NEW YORK (HedgeWorld.com)–Mainstream companies have been buying hedge fund administrators, but the latter continue to function much as they did before.
“Consolidation is not the same as acquisition,” said Dermot Butler, chairman of Custom House in Dublin, an administrator that has remained freestanding. “What’s happening is that large administrators are adding on hedge fund businesses to complement their traditional operation.”
It’s not that traditional administration and hedge fund administration are being fused together, he said. The two remain separate–hedge fund administration differs from mutual fund administration, which tends to be more of a mass production process.
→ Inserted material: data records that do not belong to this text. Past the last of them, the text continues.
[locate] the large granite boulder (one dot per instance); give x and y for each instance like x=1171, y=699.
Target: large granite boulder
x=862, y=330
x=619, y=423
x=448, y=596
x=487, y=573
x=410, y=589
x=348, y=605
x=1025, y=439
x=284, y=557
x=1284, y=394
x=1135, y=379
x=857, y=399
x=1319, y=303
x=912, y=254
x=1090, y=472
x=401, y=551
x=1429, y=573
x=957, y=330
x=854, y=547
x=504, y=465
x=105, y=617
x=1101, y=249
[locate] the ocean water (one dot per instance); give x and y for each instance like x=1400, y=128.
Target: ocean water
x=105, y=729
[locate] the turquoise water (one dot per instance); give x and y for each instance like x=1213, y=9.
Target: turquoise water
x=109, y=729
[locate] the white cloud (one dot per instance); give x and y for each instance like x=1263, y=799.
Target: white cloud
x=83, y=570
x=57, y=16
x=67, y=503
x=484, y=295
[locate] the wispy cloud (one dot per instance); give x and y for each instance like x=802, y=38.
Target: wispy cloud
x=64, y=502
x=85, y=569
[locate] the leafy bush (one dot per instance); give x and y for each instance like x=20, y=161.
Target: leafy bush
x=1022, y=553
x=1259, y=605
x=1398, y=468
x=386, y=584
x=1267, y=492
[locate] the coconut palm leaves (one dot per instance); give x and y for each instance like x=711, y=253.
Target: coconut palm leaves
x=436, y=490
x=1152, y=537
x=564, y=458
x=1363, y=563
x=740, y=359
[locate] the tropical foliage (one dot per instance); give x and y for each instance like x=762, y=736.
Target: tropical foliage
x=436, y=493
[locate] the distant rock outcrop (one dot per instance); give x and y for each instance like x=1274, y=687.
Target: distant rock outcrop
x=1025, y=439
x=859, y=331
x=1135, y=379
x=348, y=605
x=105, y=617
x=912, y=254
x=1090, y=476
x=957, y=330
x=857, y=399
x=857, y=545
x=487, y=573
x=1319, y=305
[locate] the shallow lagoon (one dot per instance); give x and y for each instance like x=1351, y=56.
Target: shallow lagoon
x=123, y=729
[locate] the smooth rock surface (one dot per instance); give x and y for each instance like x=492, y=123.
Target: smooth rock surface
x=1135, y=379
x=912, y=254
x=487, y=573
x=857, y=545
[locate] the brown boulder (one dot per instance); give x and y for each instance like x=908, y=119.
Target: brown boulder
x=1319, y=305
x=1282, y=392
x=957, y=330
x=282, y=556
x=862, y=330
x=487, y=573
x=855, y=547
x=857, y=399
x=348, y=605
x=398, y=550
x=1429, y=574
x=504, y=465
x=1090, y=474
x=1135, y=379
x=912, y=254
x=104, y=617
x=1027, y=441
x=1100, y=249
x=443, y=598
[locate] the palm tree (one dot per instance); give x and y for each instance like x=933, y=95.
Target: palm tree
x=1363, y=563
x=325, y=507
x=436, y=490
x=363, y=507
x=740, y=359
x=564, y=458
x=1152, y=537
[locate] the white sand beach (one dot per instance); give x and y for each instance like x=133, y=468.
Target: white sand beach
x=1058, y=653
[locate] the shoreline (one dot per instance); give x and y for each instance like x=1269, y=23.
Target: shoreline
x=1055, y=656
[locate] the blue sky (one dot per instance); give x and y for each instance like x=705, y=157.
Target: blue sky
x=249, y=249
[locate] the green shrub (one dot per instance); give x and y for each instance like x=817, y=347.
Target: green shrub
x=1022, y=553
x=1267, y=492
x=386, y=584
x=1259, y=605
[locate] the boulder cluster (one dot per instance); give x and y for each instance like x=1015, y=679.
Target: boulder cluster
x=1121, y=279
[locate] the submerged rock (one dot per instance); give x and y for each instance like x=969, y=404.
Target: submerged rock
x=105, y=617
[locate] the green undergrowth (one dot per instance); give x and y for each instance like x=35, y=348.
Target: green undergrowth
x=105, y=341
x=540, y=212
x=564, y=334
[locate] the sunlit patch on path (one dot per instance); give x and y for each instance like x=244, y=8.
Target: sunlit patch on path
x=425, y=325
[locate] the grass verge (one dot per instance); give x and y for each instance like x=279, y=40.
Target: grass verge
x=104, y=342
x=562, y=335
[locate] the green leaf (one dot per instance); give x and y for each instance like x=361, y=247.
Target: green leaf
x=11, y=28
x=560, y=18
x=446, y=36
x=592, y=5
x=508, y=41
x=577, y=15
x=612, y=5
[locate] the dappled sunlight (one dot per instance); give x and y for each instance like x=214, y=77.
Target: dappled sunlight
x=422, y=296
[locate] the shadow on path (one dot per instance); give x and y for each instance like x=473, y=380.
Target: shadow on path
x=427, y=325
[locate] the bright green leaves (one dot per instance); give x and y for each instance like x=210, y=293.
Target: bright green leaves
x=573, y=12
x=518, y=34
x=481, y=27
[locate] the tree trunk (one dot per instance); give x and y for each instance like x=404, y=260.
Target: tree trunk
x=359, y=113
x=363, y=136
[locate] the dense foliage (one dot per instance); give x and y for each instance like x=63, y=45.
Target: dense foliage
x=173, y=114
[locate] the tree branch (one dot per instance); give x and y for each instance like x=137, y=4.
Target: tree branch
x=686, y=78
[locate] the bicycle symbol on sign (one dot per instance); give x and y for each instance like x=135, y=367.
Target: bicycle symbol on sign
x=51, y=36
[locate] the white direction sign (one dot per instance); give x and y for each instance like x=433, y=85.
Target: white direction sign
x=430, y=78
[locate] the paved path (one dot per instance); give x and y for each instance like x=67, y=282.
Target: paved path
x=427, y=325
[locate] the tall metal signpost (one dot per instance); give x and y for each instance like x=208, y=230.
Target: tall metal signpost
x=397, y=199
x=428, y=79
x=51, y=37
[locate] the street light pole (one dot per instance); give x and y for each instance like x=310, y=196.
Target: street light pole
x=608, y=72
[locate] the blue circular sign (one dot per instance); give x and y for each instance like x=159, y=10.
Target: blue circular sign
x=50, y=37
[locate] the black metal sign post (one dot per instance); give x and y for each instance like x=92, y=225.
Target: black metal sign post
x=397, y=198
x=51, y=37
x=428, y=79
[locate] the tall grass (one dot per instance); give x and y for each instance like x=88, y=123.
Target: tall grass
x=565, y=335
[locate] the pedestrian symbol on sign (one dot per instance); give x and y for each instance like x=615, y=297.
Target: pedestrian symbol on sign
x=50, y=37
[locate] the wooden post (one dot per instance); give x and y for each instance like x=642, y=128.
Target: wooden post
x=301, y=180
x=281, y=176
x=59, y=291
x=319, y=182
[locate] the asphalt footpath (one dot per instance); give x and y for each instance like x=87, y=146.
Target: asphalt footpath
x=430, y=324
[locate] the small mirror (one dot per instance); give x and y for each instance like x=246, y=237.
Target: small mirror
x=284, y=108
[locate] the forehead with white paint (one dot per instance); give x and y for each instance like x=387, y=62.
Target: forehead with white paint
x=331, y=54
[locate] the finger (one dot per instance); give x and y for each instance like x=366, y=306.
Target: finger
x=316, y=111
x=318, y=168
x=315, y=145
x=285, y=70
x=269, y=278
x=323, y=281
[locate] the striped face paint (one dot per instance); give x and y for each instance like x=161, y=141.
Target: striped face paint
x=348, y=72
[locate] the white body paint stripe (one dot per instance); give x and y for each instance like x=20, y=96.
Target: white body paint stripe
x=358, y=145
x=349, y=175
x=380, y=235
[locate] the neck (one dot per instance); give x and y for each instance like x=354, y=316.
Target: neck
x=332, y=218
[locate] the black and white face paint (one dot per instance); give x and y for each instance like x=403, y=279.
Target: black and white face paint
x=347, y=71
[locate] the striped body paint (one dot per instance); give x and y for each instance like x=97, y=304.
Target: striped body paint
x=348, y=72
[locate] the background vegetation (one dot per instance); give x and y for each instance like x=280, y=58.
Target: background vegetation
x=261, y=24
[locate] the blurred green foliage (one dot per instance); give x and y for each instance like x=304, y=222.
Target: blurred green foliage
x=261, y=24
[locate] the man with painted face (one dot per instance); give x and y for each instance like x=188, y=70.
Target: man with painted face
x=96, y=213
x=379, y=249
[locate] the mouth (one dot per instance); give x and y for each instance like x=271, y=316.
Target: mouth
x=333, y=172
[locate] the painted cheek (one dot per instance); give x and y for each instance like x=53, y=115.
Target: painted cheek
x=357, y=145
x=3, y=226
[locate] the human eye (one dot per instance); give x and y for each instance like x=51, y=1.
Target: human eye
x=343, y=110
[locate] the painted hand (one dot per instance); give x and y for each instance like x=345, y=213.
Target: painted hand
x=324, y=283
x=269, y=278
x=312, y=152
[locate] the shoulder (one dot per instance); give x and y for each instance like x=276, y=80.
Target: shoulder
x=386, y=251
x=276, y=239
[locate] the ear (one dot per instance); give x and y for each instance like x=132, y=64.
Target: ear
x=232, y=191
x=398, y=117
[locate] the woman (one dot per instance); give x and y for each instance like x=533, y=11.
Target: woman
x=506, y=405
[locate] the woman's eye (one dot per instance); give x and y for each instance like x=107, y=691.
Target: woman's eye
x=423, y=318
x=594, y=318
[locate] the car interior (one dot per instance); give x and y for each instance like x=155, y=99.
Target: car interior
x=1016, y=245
“They’re running two different businesses,” said Mr. Butler. However, a hedge fund administrator owned by a large company tends to focus on big funds. That leaves a growing niche consisting of thousands of little funds.
An estimated 75% of hedge funds have less than US$100 million in assets. These funds used to do everything themselves but increasingly are hiring outside administrators in order to meet the requirements of institutional investors and regulators.
“It seems to us a huge opportunity,” Mr. Butler said. Custom House works with start-ups. Their growth has fueled its growth–to US$13.5 billion in assets under administration as of the end of March, from under US$3 billion in 2002.
For instance, Winton Capital Management, London, is a client. It was started by David Harding with less than US$20 million and has grown to around US$2 billion in assets. Mr. Harding represents the “H” in AHL, the managed futures program that became part of Man Group plc.